To gamble on the fairway at 10 was never the right choice.

McIlory knows full well that he made mistakes but there were positives to take and he needs to draw on them as the season progresses. For three rounds McIlory was on another level to the rest of the field. He drove the ball superbly and his iron play was a joy to behold. The putting was not great as he missed a string of putts from inside ten feet, but that was what kept his rivals within hailing distance.

His was a dramatic collapse with many likening it to Greg Norman's demise against Nick Faldo in 1996. Norman never won another major, but he was 41 at the time of his defeat - 20 years McIlroy's senior. Far better comparisons are with Dustin Johnson and Nick Watney who suffered collapses at last season's US Open and US PGA Championship respectively. Both Johnson and Watney have emerged stronger players on the back of throwing away leads at major championships.
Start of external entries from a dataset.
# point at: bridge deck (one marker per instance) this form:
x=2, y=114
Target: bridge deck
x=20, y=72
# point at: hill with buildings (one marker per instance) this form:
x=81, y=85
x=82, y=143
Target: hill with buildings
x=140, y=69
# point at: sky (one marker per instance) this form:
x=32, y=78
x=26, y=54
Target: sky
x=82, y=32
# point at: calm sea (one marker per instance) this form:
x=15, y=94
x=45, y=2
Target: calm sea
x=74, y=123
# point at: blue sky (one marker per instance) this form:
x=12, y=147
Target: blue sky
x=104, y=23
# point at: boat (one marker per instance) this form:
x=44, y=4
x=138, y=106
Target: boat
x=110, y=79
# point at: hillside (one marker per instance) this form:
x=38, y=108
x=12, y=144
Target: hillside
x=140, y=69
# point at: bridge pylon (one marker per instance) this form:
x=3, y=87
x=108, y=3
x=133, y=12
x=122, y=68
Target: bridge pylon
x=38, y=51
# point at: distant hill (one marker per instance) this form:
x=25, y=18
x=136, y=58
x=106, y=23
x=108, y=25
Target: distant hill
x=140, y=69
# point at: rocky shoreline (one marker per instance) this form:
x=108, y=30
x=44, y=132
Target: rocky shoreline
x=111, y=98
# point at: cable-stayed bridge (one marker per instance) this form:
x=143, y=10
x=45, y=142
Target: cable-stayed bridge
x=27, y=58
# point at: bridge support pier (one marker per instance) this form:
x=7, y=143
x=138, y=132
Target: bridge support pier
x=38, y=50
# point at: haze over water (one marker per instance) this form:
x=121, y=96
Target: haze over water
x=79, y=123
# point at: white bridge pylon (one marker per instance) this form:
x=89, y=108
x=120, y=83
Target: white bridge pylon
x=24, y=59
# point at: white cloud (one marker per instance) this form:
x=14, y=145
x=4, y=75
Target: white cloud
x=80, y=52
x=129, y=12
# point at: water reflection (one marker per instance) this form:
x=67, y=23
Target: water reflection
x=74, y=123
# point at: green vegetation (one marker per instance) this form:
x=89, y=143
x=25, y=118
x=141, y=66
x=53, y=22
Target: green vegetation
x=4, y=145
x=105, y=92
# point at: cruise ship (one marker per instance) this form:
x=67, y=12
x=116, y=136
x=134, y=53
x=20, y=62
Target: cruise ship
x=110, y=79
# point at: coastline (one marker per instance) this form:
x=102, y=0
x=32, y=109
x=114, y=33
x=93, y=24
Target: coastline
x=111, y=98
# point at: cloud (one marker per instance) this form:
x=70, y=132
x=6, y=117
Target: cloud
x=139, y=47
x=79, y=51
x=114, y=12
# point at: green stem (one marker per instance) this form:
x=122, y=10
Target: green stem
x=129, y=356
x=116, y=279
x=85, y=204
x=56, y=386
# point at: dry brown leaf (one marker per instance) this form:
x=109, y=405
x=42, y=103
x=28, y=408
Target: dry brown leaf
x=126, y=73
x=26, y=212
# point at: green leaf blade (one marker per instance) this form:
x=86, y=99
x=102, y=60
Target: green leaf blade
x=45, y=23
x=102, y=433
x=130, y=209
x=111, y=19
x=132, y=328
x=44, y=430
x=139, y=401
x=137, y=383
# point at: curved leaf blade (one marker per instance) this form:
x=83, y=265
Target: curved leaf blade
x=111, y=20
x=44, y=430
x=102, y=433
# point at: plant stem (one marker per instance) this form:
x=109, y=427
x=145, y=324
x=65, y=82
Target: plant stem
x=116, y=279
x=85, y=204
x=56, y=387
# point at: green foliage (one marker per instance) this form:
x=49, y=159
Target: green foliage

Johnson won the BMW Championship at Cog Hill in September before finishing second in the Cadillac Championship in March, beaten by a certain Nick Watney.

McIlroy gets back into the saddle immediately with a trip to Asia for the Maybank Malaysian Open and win or lose he needs to remember that just four days ago people were talking about him as a future multiple major winner.

Out of Bounds still believes that to be the case - one bad round does not mean he is all of a sudden a bad player.